Stochastic analysis of Mpox epidemiology with vaccination strategies and environmental persistence

Abstract

In the context of global preparedness and response strategies for Mpox outbreaks, we develop a comprehensive mathematical model to investigate its transmission dynamics, integrating critical factors such as vaccination coverage and environmental contamination. The model is analytically examined to ensure well-posedness, including the positivity of solutions and the existence of a biologically invariant region. Stability analysis reveals that the disease-free equilibrium is both locally and globally stable when the basic reproduction number RMPX < 1, while a unique endemic equilibrium exists when RMPX > 1. Parameter values are estimated using the least squares method, utilizing U.S. outbreak data from May 10 to December 31, 2022 to capture the most intense phase of Mpox transmission and burden. The model is validated by comparing simulations against reported daily, cumulative, and death cases, and residuals are analyzed to assess model accuracy.
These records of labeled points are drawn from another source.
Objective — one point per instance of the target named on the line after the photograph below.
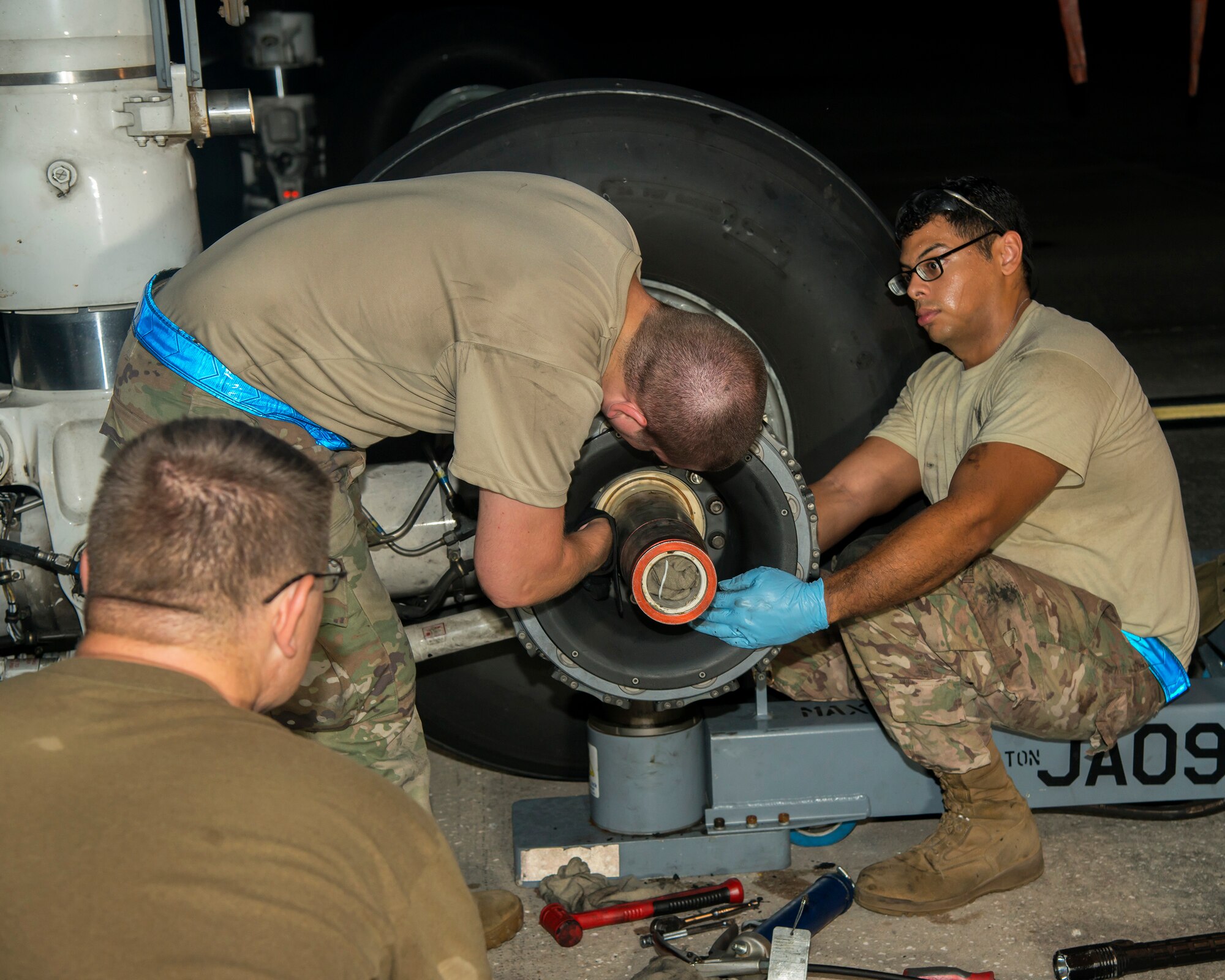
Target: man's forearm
(924, 553)
(582, 553)
(839, 513)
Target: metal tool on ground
(1106, 961)
(790, 949)
(568, 928)
(815, 908)
(679, 927)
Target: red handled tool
(568, 928)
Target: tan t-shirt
(159, 832)
(1114, 525)
(481, 304)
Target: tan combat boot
(987, 842)
(502, 916)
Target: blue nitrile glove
(765, 608)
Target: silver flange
(777, 476)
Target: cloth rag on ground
(667, 968)
(578, 889)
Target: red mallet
(568, 928)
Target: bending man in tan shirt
(505, 309)
(170, 830)
(1048, 589)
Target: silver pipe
(161, 42)
(190, 42)
(476, 628)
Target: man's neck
(1003, 322)
(639, 303)
(205, 666)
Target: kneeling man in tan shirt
(1048, 589)
(170, 830)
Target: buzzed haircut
(981, 192)
(700, 383)
(204, 516)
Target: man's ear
(288, 611)
(630, 415)
(1009, 253)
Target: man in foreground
(504, 309)
(168, 829)
(1048, 589)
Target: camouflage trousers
(360, 694)
(999, 644)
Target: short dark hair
(982, 192)
(203, 515)
(700, 383)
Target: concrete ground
(1106, 879)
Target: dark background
(1124, 177)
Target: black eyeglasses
(933, 269)
(331, 579)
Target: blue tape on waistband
(193, 362)
(1167, 668)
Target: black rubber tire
(729, 208)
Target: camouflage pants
(360, 693)
(999, 644)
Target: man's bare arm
(873, 480)
(993, 489)
(524, 556)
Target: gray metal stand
(778, 766)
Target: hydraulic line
(400, 532)
(31, 556)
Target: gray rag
(667, 968)
(580, 890)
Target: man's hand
(765, 608)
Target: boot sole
(1015, 878)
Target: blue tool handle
(829, 897)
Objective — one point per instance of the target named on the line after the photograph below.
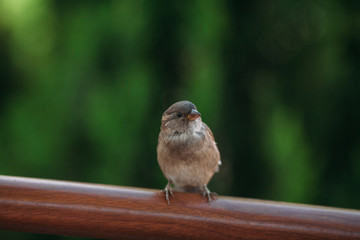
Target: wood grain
(112, 212)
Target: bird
(187, 152)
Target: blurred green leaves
(84, 84)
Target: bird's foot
(209, 195)
(168, 191)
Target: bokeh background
(84, 83)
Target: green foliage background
(84, 84)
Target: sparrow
(186, 152)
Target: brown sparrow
(186, 151)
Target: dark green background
(84, 84)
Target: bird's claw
(209, 195)
(168, 191)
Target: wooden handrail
(112, 212)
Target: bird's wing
(212, 137)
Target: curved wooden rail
(103, 211)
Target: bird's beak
(193, 115)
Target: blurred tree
(83, 86)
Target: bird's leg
(167, 191)
(209, 195)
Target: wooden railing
(112, 212)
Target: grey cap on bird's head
(186, 108)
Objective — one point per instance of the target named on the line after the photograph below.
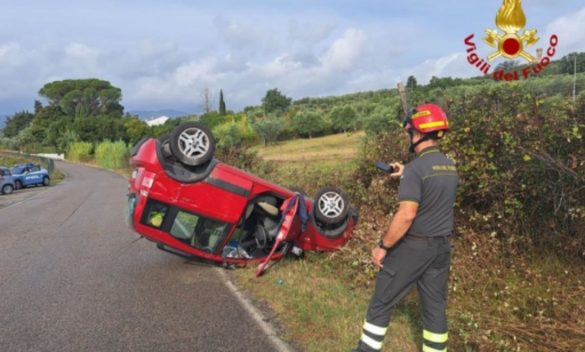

A global sensitivity analysis, supported by contour and surface plots, identifies critical parameters affecting disease transmission. Bifurcation analysis reveals complex system behavior near threshold conditions. Furthermore, we formulate and analyze an optimal control problem incorporating vaccination and sanitation efforts to evaluate intervention effectiveness. The findings underscore that a combined approach is essential for optimal disease mitigation− vaccination provides direct individual protection, while sanitation curtails environmental sources of reinfection. Additionally, we employ CTMC and SDE frameworks to capture stochastic effects, offering a more realistic understanding of outbreak dynamics beyond deterministic predictions.